In part, because the salesmanship behind the shift has been highly effective in convincing people that bigger risks mean bigger rewards. “Why settle for a stodgy old fixed pension when you can play the market, just like Trump and his merry band of billionaire cabinet appointees? You don’t want government health care; you want to shop for your own health care with your own skin in the game, right? And let’s dispose of that hammock of a safety net so you’ll have the incentive you need to get out and take one of the excellent jobs that’s just waiting for you.”
“Forget minimum wages and overtime standards — they just hold you back. Your freedom requires liberation from such regulations! A consumer protection bureau?! What kind of bold, adventurous shopper would ever need such patronizing hand-holding?”
“A regular job with an employer?! How constraining. You need a ‘gig’ job where you’re your own boss.”
That ideology carries over into financial markets in a particularly interesting way. Here the sales job maintains that market regulations stifle investors’ animal spirits, crush innovation and overprice risk. “Get rid of the oversight, and watch the innovators come up with all kinds of sexy trades, so complex that even they don’t understand them!”

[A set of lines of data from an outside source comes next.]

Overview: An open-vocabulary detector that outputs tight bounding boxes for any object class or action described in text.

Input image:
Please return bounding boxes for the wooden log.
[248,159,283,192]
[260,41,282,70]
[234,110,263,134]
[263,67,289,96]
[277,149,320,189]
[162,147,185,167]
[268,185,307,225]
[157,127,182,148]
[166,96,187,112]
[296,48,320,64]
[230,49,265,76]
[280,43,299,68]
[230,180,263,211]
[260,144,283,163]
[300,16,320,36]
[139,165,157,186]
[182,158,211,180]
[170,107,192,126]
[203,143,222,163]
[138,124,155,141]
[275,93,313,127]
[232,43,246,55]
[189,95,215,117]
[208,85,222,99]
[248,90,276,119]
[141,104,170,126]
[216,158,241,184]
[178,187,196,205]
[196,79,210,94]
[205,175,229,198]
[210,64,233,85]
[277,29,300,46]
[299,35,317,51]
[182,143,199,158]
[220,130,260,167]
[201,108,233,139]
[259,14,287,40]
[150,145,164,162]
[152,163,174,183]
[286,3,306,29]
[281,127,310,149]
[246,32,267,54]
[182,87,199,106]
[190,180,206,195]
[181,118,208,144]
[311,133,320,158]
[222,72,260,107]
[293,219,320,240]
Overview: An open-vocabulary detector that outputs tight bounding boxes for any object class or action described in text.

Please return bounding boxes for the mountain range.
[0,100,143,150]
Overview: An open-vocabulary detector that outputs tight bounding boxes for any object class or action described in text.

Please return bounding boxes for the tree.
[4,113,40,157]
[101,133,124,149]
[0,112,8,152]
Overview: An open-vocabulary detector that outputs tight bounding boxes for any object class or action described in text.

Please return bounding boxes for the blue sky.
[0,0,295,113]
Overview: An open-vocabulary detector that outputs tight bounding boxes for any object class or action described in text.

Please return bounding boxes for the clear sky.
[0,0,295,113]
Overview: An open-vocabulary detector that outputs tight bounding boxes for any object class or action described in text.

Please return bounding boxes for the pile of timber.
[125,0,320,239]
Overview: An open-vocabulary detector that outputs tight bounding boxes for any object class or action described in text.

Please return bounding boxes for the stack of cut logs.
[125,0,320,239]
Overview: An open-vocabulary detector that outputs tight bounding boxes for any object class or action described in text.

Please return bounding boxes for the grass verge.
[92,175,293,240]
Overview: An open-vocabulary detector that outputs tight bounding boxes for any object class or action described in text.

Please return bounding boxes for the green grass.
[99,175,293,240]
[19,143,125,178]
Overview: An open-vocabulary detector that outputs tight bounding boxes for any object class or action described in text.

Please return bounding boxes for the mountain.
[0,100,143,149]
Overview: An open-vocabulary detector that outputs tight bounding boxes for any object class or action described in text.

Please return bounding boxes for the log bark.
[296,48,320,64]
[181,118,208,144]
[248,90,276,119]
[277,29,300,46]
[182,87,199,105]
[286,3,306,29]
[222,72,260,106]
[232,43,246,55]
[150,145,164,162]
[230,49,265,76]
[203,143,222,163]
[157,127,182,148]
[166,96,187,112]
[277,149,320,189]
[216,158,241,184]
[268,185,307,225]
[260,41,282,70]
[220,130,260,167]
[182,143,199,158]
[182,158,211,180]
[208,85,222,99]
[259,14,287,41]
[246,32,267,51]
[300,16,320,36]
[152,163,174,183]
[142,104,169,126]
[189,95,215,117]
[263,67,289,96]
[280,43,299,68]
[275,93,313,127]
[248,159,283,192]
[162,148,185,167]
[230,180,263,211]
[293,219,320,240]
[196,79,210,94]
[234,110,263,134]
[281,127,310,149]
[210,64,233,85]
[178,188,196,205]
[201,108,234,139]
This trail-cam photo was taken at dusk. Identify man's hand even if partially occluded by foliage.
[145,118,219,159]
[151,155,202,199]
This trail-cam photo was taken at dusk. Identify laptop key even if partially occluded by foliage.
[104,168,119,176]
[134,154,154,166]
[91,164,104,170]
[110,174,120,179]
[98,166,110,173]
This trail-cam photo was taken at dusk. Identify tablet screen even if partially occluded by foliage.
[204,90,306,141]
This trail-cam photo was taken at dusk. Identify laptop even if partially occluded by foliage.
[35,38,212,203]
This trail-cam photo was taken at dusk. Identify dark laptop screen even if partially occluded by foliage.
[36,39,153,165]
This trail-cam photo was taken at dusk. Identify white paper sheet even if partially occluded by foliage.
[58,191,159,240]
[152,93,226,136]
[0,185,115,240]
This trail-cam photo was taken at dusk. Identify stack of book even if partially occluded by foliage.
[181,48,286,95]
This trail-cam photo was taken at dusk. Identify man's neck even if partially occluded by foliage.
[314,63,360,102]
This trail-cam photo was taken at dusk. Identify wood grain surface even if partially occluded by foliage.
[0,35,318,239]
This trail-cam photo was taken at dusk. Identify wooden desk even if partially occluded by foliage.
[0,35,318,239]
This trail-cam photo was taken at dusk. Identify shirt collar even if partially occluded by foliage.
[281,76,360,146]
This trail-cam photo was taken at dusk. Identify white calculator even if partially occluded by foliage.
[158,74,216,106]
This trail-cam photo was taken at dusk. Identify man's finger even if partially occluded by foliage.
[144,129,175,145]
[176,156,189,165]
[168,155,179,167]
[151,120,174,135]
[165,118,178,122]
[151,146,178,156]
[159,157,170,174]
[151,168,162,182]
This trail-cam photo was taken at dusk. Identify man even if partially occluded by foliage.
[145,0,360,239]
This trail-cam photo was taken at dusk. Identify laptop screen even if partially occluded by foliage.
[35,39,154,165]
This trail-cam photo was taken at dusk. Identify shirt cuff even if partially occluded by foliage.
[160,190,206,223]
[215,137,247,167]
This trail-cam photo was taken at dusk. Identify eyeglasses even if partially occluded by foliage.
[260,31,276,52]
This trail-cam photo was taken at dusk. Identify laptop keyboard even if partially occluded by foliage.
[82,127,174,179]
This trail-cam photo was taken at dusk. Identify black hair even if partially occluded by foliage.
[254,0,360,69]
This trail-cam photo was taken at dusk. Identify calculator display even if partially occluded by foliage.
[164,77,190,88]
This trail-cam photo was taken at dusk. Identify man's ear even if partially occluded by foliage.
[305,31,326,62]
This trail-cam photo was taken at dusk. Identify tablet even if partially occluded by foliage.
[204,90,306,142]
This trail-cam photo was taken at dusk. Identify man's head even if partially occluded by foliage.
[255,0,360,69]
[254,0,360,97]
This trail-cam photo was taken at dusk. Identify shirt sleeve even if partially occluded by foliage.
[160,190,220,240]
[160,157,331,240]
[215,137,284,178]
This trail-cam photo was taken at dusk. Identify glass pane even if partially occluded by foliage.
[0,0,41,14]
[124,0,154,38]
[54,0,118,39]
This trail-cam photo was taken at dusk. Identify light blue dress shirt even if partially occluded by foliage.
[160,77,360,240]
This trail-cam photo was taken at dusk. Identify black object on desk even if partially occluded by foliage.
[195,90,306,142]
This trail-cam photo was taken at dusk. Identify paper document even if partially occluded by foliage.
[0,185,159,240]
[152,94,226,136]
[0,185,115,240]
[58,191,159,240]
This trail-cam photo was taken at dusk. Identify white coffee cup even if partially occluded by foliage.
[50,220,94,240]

In reality, what happens next is that runaway optimism combines with dense complexity to underprice risk, inflating bubbles that implode into recession.

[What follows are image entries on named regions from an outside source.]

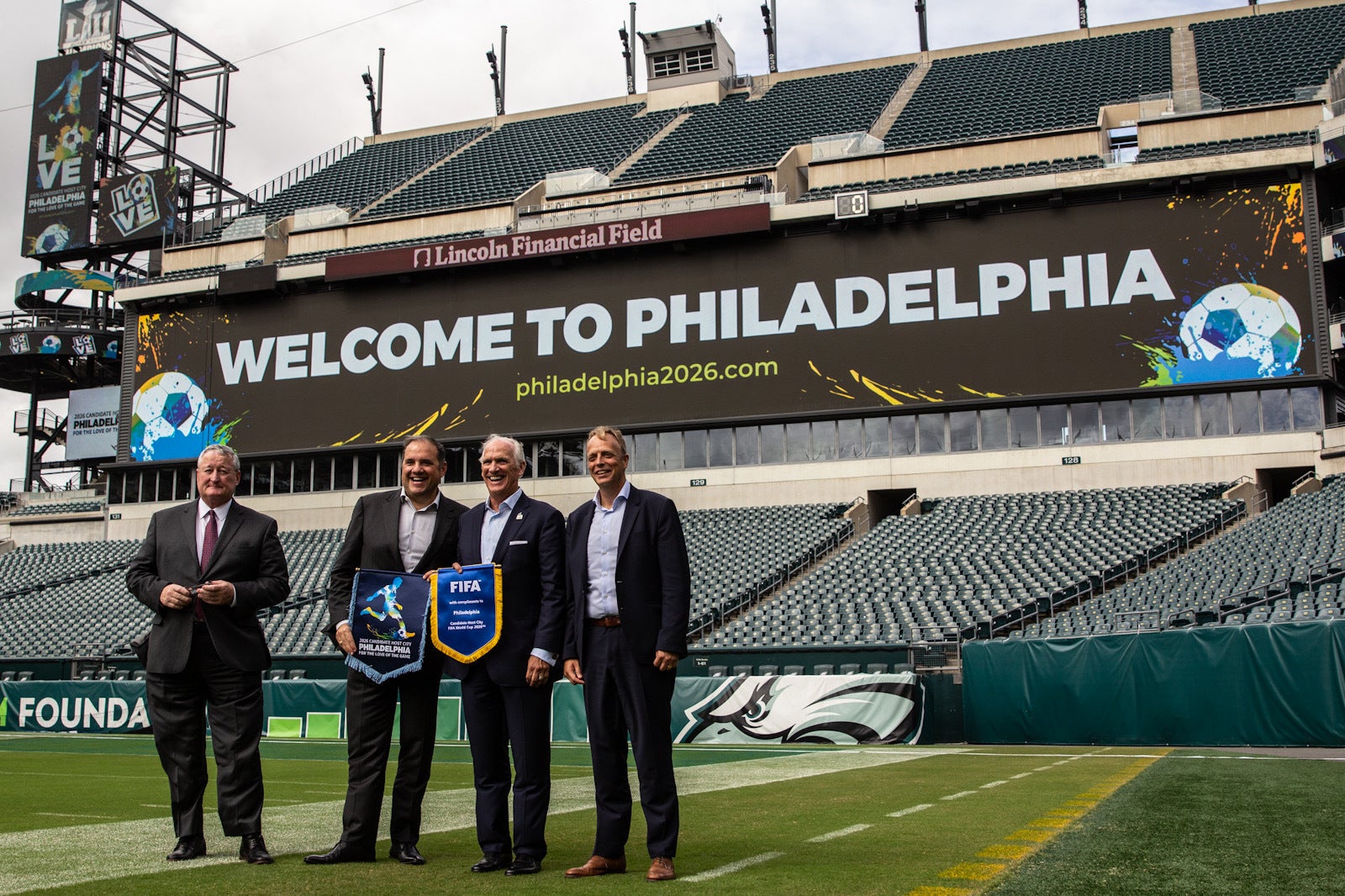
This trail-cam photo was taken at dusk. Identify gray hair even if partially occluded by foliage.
[197,443,244,472]
[482,432,527,466]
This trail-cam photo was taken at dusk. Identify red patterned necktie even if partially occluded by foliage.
[191,510,219,619]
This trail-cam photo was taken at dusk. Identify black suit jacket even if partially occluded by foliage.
[565,486,691,668]
[323,488,467,643]
[446,495,565,688]
[126,500,289,672]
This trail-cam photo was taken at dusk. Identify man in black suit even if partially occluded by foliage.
[448,436,565,876]
[126,445,289,865]
[563,426,691,881]
[304,436,466,865]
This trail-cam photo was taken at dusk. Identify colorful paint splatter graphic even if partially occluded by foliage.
[1132,184,1307,386]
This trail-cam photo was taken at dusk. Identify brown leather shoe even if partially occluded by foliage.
[644,856,677,880]
[565,856,629,878]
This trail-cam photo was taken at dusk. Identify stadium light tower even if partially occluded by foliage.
[762,0,780,72]
[616,3,635,94]
[486,25,509,116]
[359,47,386,134]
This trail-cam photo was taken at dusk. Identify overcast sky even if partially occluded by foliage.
[0,0,1258,491]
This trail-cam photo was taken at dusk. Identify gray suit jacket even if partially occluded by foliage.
[126,500,289,672]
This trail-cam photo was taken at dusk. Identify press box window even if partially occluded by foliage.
[686,47,715,71]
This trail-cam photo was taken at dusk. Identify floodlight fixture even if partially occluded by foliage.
[762,0,780,72]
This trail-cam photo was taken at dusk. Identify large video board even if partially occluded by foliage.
[126,184,1318,460]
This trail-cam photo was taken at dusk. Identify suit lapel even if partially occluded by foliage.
[616,486,644,560]
[457,504,486,567]
[483,495,530,564]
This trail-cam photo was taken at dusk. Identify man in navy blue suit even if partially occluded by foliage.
[563,426,691,881]
[446,436,565,876]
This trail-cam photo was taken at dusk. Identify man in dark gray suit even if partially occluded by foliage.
[126,445,289,865]
[304,436,467,865]
[446,436,565,878]
[563,426,691,881]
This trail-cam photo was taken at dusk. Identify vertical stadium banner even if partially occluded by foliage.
[66,386,121,460]
[126,183,1321,460]
[97,168,177,245]
[20,50,103,257]
[56,0,121,54]
[345,569,430,683]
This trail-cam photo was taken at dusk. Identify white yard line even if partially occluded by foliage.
[0,746,962,896]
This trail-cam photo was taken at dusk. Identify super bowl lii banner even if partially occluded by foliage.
[125,183,1323,460]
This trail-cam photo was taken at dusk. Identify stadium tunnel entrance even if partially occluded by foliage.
[866,488,920,527]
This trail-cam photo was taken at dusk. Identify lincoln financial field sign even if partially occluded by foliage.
[126,184,1320,460]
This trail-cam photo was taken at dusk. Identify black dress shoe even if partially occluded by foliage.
[304,841,374,865]
[472,853,509,873]
[166,834,206,862]
[238,834,273,865]
[388,841,425,865]
[504,856,542,878]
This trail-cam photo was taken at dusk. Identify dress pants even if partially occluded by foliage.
[583,625,678,858]
[462,668,551,861]
[145,621,262,837]
[341,650,444,851]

But do the risk shifters suffer? Of course not. They’re too big to fail and so, with hardly an apology, they’re getting ready for the next economic shampoo cycle: bubble, bust, repeat.
I see all of this happening now in real time, with Congress preparing to repeal Obamacare. The Affordable Care Act is an anti-risk-shifter, a policy designed to shift the locus of the insecurity of no or inadequate health coverage back onto the government sector, which, due to its power to pool and regulate, is the far better sector to place that risk (which is why I’d lower, not raise, the Medicare eligibility age).
Same with retirement risk. As I read the WSJ article, my inner wonk was screaming: We already have a great, efficient, much-loved, fully vested, progressive, guaranteed pension plan. It’s called Social Security. If we want to relegate retirement insecurity to the past, we don’t need new saving schemes and tax incentives. We need to strengthen and expand Social Security.
Trump and the Republicans are anxious to repeal Dodd-Frank financial reform and cut the Consumer Finance Protection Bureau off at the knees. They’re preparing to pass a huge, regressive tax cut that I believe is ultimately designed to generate lasting deficits that will then be cited to justify the cutting of Medicaid, food stamps, Medicare, and Social Security.
With that, the risk shift will be complete.
What’s remarkable is that this is all happening at a time when even conventional wisdom recognizes that structural economic changes — globalization, technology, inequality, immobility, persistent underemployment, “secular stagnation” (persistently weak demand) — have made economic life tougher for many in the workforce. Such changes would seem to demand a politics that would drive the risk shift in the opposite direction, off the shoulders of households that are increasingly exposed to growing structural risks of displacement and loss, and back onto firms and governments.
As the new Congress and White House settle in, that sure isn’t the politics we have. But it is much closer to the agenda most of us voted for and it is the one we must demand.